# LangChain Zunno Integration
A LangChain integration for Zunno LLM and Embeddings, providing easy-to-use wrappers for text generation and embeddings.
## Installation
```bash
pip install langchain-zunno
```
## Quick Start
### Text Generation (LLM)
```python
from langchain_zunno import ZunnoLLM
# Create an LLM instance
llm = ZunnoLLM(model_name="mistral:latest")
# Generate text
response = llm.invoke("Hello, how are you?")
print(response)
```
### Embeddings
```python
from langchain_zunno import ZunnoLLMEmbeddings
# Create an embeddings instance
embeddings = ZunnoLLMEmbeddings(model_name="mistral:latest")
# Get embeddings for a single text
embedding = embeddings.embed_query("Hello, how are you?")
print(f"Embedding dimension: {len(embedding)}")
# Get embeddings for multiple texts
texts = ["Hello world", "How are you?", "Good morning"]
embeddings_list = embeddings.embed_documents(texts)
print(f"Number of embeddings: {len(embeddings_list)}")
```
### Async Usage
```python
import asyncio
from langchain_zunno import ZunnoLLM, ZunnoLLMEmbeddings
async def main():
# Async LLM
llm = ZunnoLLM(model_name="mistral:latest")
response = await llm.ainvoke("Hello, how are you?")
print(response)
# Async embeddings
embeddings = ZunnoLLMEmbeddings(model_name="mistral:latest")
embedding = await embeddings.aembed_query("Hello, how are you?")
print(f"Embedding dimension: {len(embedding)}")
asyncio.run(main())
```
## Factory Functions
For convenience, you can use factory functions to create instances:
```python
from langchain_zunno import create_zunno_llm, create_zunno_embeddings
# Create LLM
llm = create_zunno_llm(
model_name="mistral:latest",
temperature=0.7,
max_tokens=100
)
# Create embeddings
embeddings = create_zunno_embeddings(
model_name="mistral:latest"
)
```
## Configuration
### LLM Configuration
- `model_name`: The name of the model to use
- `base_url`: API endpoint (default: "http://15.206.124.44/v1/prompt-response")
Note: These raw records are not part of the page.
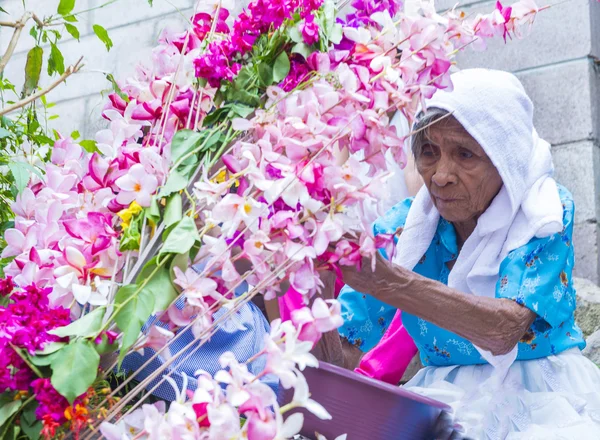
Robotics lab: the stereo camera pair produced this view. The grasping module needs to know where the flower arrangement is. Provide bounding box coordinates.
[0,0,539,440]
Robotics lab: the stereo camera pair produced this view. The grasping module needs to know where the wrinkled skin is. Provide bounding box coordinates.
[332,117,536,355]
[415,117,502,243]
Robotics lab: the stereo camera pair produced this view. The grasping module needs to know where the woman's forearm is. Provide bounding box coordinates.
[374,267,536,355]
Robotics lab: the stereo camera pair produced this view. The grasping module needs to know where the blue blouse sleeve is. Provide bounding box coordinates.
[496,187,575,327]
[338,198,413,352]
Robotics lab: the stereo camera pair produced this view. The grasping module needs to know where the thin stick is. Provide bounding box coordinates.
[0,12,33,74]
[0,57,83,116]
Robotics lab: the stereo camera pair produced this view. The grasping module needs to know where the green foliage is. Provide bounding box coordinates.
[79,139,100,153]
[50,339,100,404]
[273,52,290,83]
[164,193,183,228]
[93,24,113,50]
[56,0,75,15]
[65,23,79,41]
[48,43,65,76]
[136,257,177,313]
[114,284,154,363]
[48,307,106,338]
[23,46,44,96]
[160,216,200,255]
[0,0,119,262]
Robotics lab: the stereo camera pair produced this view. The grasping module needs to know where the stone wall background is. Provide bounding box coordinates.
[0,0,600,283]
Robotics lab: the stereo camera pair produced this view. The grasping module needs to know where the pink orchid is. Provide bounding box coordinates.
[63,212,118,256]
[173,267,223,308]
[212,194,267,237]
[291,307,321,346]
[1,228,37,258]
[137,325,175,359]
[115,164,158,207]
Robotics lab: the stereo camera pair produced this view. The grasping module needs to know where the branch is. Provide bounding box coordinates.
[0,21,18,27]
[0,57,83,116]
[0,12,33,73]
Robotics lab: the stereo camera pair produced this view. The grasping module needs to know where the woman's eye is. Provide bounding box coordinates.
[421,145,434,157]
[460,150,473,159]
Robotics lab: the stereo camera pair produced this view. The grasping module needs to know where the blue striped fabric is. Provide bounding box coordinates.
[121,270,278,401]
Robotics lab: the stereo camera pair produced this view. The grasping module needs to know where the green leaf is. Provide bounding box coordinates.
[93,24,113,50]
[292,43,313,59]
[171,129,203,163]
[288,26,304,43]
[258,63,273,87]
[115,284,154,363]
[144,195,160,229]
[48,307,106,338]
[158,171,188,198]
[35,341,67,356]
[229,103,255,118]
[273,52,290,83]
[29,350,60,367]
[169,254,190,290]
[21,401,42,440]
[94,333,119,355]
[65,23,79,41]
[56,0,75,15]
[48,43,65,76]
[79,139,100,154]
[136,257,177,313]
[23,46,44,96]
[106,73,129,102]
[160,216,200,255]
[51,339,100,404]
[0,400,23,426]
[8,162,31,192]
[164,193,183,228]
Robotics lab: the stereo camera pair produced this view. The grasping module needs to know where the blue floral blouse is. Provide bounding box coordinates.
[339,185,585,366]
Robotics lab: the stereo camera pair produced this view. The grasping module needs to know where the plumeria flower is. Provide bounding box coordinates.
[291,374,331,420]
[115,164,158,207]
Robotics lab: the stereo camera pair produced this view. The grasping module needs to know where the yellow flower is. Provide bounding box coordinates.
[211,168,227,183]
[117,201,144,230]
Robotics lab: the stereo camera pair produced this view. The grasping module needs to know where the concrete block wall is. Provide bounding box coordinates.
[0,0,600,283]
[436,0,600,283]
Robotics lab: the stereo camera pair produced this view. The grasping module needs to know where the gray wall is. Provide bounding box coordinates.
[437,0,600,283]
[0,0,600,283]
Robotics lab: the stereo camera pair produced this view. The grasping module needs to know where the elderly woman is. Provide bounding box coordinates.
[340,69,600,439]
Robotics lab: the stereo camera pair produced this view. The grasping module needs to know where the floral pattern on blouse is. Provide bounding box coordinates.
[339,185,585,365]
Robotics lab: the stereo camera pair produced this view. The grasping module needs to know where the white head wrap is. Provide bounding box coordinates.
[393,69,562,377]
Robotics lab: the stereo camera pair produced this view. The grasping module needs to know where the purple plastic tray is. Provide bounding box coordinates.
[283,362,450,440]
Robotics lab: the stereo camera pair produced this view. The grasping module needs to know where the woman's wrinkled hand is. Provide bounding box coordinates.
[340,252,413,297]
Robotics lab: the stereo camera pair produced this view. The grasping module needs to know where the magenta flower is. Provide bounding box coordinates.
[0,275,15,296]
[115,164,158,207]
[300,14,319,46]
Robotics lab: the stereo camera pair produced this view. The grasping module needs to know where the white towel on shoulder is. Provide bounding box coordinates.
[393,69,563,380]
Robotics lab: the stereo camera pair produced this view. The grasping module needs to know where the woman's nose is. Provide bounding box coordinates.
[431,160,457,187]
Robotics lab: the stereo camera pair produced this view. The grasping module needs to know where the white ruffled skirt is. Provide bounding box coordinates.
[405,348,600,440]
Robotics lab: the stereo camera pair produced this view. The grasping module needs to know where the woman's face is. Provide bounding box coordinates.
[415,116,502,223]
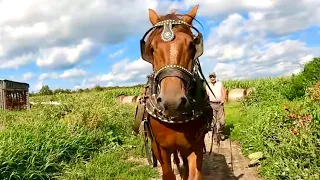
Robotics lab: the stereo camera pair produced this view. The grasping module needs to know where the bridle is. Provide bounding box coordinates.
[140,19,210,123]
[140,19,203,98]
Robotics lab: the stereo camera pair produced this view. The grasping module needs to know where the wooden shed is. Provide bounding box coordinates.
[0,79,29,110]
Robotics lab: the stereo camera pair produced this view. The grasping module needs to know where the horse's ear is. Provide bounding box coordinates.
[149,9,159,26]
[182,4,199,25]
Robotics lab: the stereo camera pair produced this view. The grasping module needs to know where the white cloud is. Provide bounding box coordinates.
[34,81,44,91]
[0,0,178,69]
[109,49,124,58]
[184,0,320,35]
[82,58,152,88]
[22,72,34,81]
[37,39,96,69]
[38,68,87,81]
[60,68,87,79]
[201,14,314,79]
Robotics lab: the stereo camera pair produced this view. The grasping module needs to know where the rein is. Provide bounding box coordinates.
[140,19,214,124]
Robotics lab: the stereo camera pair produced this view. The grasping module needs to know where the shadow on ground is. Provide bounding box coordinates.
[202,153,243,180]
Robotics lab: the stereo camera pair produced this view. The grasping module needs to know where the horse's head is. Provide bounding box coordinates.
[141,5,202,116]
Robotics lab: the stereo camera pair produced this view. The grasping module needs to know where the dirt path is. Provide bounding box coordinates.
[148,132,261,180]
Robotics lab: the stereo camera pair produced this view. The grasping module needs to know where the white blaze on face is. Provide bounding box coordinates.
[169,43,179,64]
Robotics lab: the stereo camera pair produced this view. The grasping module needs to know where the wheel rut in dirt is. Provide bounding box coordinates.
[151,132,262,180]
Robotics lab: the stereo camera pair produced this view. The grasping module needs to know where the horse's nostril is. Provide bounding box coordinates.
[181,97,187,106]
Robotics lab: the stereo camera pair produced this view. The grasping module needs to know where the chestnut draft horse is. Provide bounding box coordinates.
[136,5,212,180]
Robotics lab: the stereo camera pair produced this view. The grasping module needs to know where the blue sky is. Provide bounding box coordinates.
[0,0,320,92]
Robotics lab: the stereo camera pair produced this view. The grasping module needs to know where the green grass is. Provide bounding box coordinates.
[0,58,320,180]
[0,89,157,179]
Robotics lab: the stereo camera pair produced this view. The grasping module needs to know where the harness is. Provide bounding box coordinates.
[140,19,214,124]
[135,19,219,158]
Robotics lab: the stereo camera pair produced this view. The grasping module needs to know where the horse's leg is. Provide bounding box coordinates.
[173,151,181,175]
[182,156,189,180]
[152,141,176,180]
[188,146,203,180]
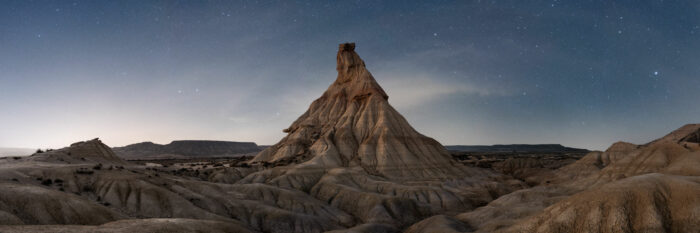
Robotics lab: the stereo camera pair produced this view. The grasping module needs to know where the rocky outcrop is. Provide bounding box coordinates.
[246,43,465,179]
[238,43,522,229]
[27,138,126,164]
[0,218,255,233]
[113,140,260,160]
[505,174,700,233]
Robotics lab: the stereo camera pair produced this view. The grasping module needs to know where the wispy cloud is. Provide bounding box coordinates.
[377,73,511,108]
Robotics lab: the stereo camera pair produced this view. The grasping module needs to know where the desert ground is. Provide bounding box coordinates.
[0,43,700,233]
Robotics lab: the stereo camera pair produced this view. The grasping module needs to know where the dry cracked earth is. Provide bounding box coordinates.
[0,44,700,233]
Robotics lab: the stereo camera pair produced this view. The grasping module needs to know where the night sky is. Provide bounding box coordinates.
[0,0,700,149]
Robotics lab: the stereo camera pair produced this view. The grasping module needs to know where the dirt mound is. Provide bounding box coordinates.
[506,174,700,233]
[26,138,126,164]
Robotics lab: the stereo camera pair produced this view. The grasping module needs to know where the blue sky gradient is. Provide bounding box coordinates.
[0,0,700,149]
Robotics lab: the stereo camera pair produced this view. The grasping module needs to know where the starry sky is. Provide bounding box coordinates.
[0,0,700,149]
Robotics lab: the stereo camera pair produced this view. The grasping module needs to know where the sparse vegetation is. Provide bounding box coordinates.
[75,167,95,175]
[41,179,53,186]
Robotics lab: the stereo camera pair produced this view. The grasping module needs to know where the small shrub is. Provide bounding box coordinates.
[41,179,53,186]
[75,167,95,175]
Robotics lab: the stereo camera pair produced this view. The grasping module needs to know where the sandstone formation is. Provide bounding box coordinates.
[0,44,700,233]
[448,124,700,232]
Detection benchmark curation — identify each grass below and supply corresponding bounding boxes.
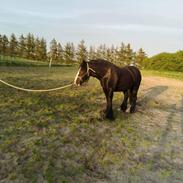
[142,70,183,80]
[0,55,74,67]
[0,66,183,183]
[0,67,140,182]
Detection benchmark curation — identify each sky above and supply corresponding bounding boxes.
[0,0,183,56]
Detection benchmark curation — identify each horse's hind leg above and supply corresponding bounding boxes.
[130,86,139,113]
[120,91,129,112]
- `temperature`: Controls randomness in generation (default: 0.7)
- `max_tokens`: Maximum number of tokens to generate (optional)
- `timeout`: Request timeout in seconds (default: 300)
### Embeddings Configuration
- `model_name`: The name of the embedding model to use
- `base_url`: API endpoint (default: "http://15.206.124.44/v1/text-embeddings")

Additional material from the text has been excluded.